In real life, events happen randomly, without warning and with little or no meaning. But, our basic human instinct is investigative in nature, trying to find meaning even in the most absurd situations. We make an effort to understand why certain things are going badly or perfectly for us, so that we can avoid or use more of it, respectively. As humans, we do not have enough time on earth to make “all the mistakes” to learn from them, that is why “We crave Stories to take Real-life Lessons from them. In stories, we experience the cause-and-effect relationship between otherwise random events. We are able to understand the chaos of real-life through stories and see the underlying pattern in events – This pattern is called a Story Arc.
What is a Story Arc?
A Story Arc describes the shape of the change in value, whether rise or fall, over the course of the story. In simpler terms, it describes the pattern in which the events of story flow.
Story Arcs Rise and Fall
Change is the most basic constant in the stories without which it would be just a list of random events lacking any depth.
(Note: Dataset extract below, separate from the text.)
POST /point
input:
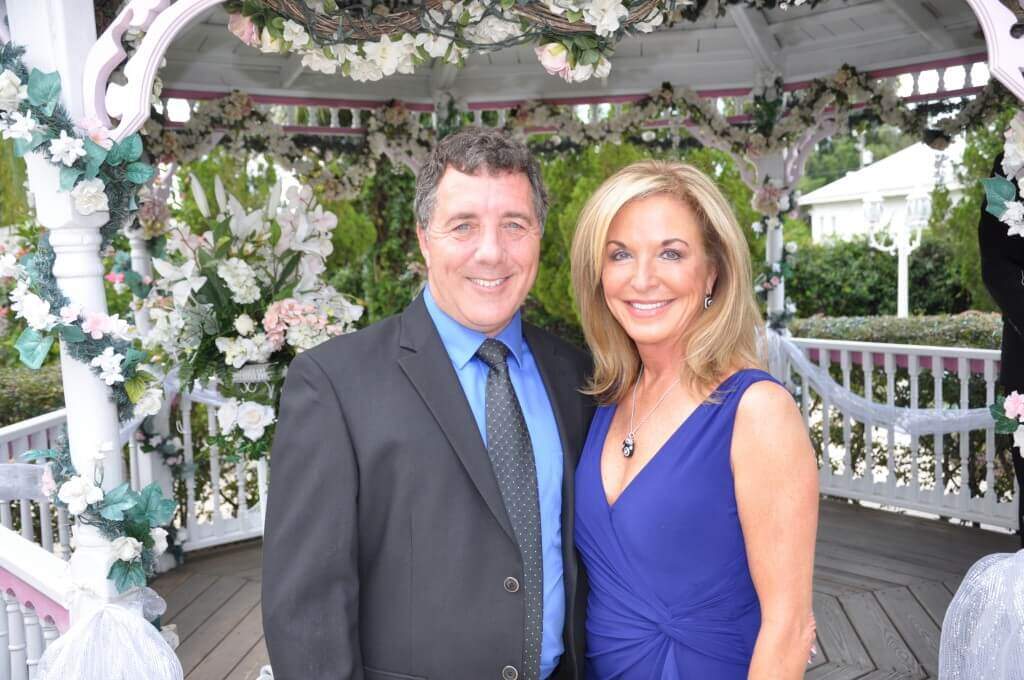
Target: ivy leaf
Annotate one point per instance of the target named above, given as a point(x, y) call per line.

The change in stories is often depicted through a rise or fall in a narrative for example rise and fall of characters’ fortunes.
Kurt Vonnegut, an American writer whose literary body of work has a Prometheus contribution to the Art of Storytelling, wrote his master’s thesis for anthropology on the notion that
“stories have shapes which can be drawn on graph paper, and that the shape of a given society’s stories is at least as interesting as the shape of its pots or spearheads.”
These graphs represent that every story has a certain shape, which in fact is shared by many stories in a pattern. These patterns can be found by tracing the ups and downs of the protagonist’s journey—or “the emotional arc” of the story.
Types of Story Arc
Stories represent a journey and thus they change but that doesn’t mean they all change in the same ways. Andrew Regan with his team of fellow researchers found out that when you compare the story arcs of the best stories throughout history, patterns begin to emerge. (This study was based on the analysis of over 4,000 of the best novels from the Project Gutenberg library).
Through analysis, they interpreted that stories fall into six primary arcs.
- Rags to Riches (Rise) – A steady, ongoing rise in emotional valence, as in a rags-to-riches story, such as Alice’s Adventures Underground by Lewis Carroll.
- Tragedy or Riches to Rags (Fall) – A steady ongoing fall in emotional valence, as in a tragedy such as Romeo and Juliet.
- Man in a Hole (Fall-Rise) – A fall, then Rise, such as the man-in-a-hole story, discussed by Vonnegut.
- Icarus (Rise-Fall) – A rise, then a fall, such as the Greek myth of Icarus.
- Cinderella (Rise-Fall-Rise) – A Rise-fall-rise, such as Cinderella.
- Oedipus (Fall-Rise-Fall) – A Fall-rise and fall structure, such as Oedipus.
These are six popularly used Story Arcs used in the narrative. Let’s break them down.
1. Rags to Riches (Rise)
Every story shows a movement through its plot but some have a singular movement. In the Rags to Riches story arc, the movement of the arc is continuous upward leading a happily ever after.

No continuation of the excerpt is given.